Featured Column

C. Paul Luongo's Published Columns

Tuesday, February 27, 2007

Chinese New Year

Chinese New Year at the Mohegan Sun's BAMBOO FOREST

The Year of the Pig, 2007, means a year of prosperity and fortune to the Chinese people. To start a great year, Mohegan Sun, Uncasville, CT, planned a selection of events from February 18 thru February 25. The events included the Chinese Lion Dance, a concert by a popular Chinese performer and, of course, how could there be a celebration without food! In the only Chinese restaurant at Mohegan Sun, Bamboo Forest, an excellent and authentic Chinese New Year’s meal has been prepared by Chef Lee.

Chef Lee was born in Kwongtong Province, and later moved to Hong Kong where he worked as a chef for five years. Before coming to Mohegan Sun in 1996, Chef Lee was the Chief Chef for Chinese Fortune Kitchen at Trump Plaza Hotel and Casinos in Atlantic City, following an exciting and impressive culinary career.

There are 12 different dishes on the special New Year’s menu, all with very wonderful and lucky names. The ingredients are shipped daily from New York and Boston’s Chinatown, selected by Chef Lee. They are all guaranteed to be fresh and healthy.

The first course is “Wonderful”- a soup with clams and vegetables with bean curd. The clams are very fresh; the soup is light and refreshing.

The second course on the menu is the “Cold Holiday Platter”- jellyfish with pickled pork on the side. With a crunchy and chewy texture, jellyfish is something you don’t see used in other cuisines, but it is a popular course in a Chinese restaurant.

The third course is called “Good Fortune”- a dish of dried oysters, shiitake mushrooms and vegetables over a bed of lettuce.

“Triumph” is the fourth dish on the menu. It is a traditional New Year’s plate of pigs feet and Chinese broccoli. The meat has been carefully cooked; it is not dry, and the fat does not feel greasy.

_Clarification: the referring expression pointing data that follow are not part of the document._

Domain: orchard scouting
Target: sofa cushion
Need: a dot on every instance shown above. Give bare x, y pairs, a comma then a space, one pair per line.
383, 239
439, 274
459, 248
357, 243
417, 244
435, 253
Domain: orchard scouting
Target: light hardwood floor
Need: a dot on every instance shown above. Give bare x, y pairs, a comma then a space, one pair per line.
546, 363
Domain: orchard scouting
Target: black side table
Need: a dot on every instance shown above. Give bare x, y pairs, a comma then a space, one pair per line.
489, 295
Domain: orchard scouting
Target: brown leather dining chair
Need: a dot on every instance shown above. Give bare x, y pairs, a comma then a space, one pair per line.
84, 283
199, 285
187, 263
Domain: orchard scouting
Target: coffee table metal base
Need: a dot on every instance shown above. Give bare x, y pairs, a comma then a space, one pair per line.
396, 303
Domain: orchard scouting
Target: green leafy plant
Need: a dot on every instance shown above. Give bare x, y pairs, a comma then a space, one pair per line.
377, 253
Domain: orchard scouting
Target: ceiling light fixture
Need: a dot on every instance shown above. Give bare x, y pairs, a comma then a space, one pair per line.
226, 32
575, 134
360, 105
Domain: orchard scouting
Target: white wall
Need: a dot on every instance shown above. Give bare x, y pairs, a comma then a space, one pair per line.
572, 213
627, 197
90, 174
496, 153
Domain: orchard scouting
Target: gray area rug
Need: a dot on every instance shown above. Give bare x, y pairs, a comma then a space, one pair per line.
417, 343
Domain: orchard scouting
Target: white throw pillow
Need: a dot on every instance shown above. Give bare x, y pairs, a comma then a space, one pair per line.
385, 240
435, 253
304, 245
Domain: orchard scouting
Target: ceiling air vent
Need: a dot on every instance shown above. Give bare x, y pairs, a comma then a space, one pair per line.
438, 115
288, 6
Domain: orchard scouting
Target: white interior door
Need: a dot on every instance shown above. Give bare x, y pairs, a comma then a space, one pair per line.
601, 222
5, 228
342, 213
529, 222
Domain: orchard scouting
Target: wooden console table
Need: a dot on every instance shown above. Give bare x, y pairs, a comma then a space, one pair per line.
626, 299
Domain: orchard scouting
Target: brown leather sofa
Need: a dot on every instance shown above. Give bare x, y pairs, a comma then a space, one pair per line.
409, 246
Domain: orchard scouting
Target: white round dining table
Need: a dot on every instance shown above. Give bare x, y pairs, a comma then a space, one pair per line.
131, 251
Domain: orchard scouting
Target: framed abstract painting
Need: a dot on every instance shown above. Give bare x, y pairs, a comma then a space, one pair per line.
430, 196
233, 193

The fifth course on the menu is “Spirited”- lobster plated over a bed of Chow Fun flat noodles.

The sixth dish on the list is “Spectacular.” The name accurately implies that the dish is delectable. It includes whole abalone, dried oysters, fish mai, dried scallops, sea cucumber, shiitake mushrooms and vegetables. Fish mai tastes soft, reminiscent of tofu, and the sea cucumber is slightly chewy, like biting into a piece of pork skin.

Next on the list is “Crispy Chicken”- half of a chicken nicely fried, with crispy skin and tender meat.

The eighth course is “Catch of the Day.” It is traditional for a Chinese family to always have fish during the New Year. Fish in Chinese is pronounced “Yu”, and it has the same articulation as “to have extras.” In Chinese culture it means to always have prosperity year after year.

Next is “Buddhist Delight”- a mixture of mushrooms, vermicelli, bean curd and bamboo pith. The bamboo pith comes from the inside of a bamboo, and is both crunchy and soft and rarely seen on menus in America.

Tenth on the list is “Marvelous”- stir-fried clams with stuffed fried tofu. The tofu was stuffed with shrimp and fried to seal in the stuffing.

Next on the menu is “Seasonal Greeting”- dried scallops and bamboo pith with pea leaves. The pea leaves were very tender, and the bamboo pith was well seasoned with the dried scallops.

Last but not least on the menu is “Happiness”- fried rice with baby corn, scallions, carrots, lettuce, chives, shrimp and Chinese sausage. During the Chinese New Year it is traditional for families to have dried meat, so the sausage is an important addition to the meal. In ancient China, without refrigeration it was important to preserve food and the practice has been passed on for generations.

From the menu one can feel the passion Chef Lee puts into his career. His dishes are carefully thought out, hoping to bring good luck for the people who come to Mohegan Sun.

The prices for these dishes also have very deep meanings. In Cantonese, the number “2” is pronounced “I,” the same pronunciation with “easy,” so $22 means to have a very easy year. The number “8” is pronounced “Fa,” the same pronunciation as “to make a lot of money,” so $28 means “to make a lot of money easily.” The number “6” is pronounced “lou,” the same as “road,” and when you put 6 and 2 together you get “the road in the future will be very easy for you.” It is in his careful attention to detail where one can see the chef truly loves his job, and is thankful for every opportunity. He wants the best for the people who come to taste his food, and wishes them well in the next year.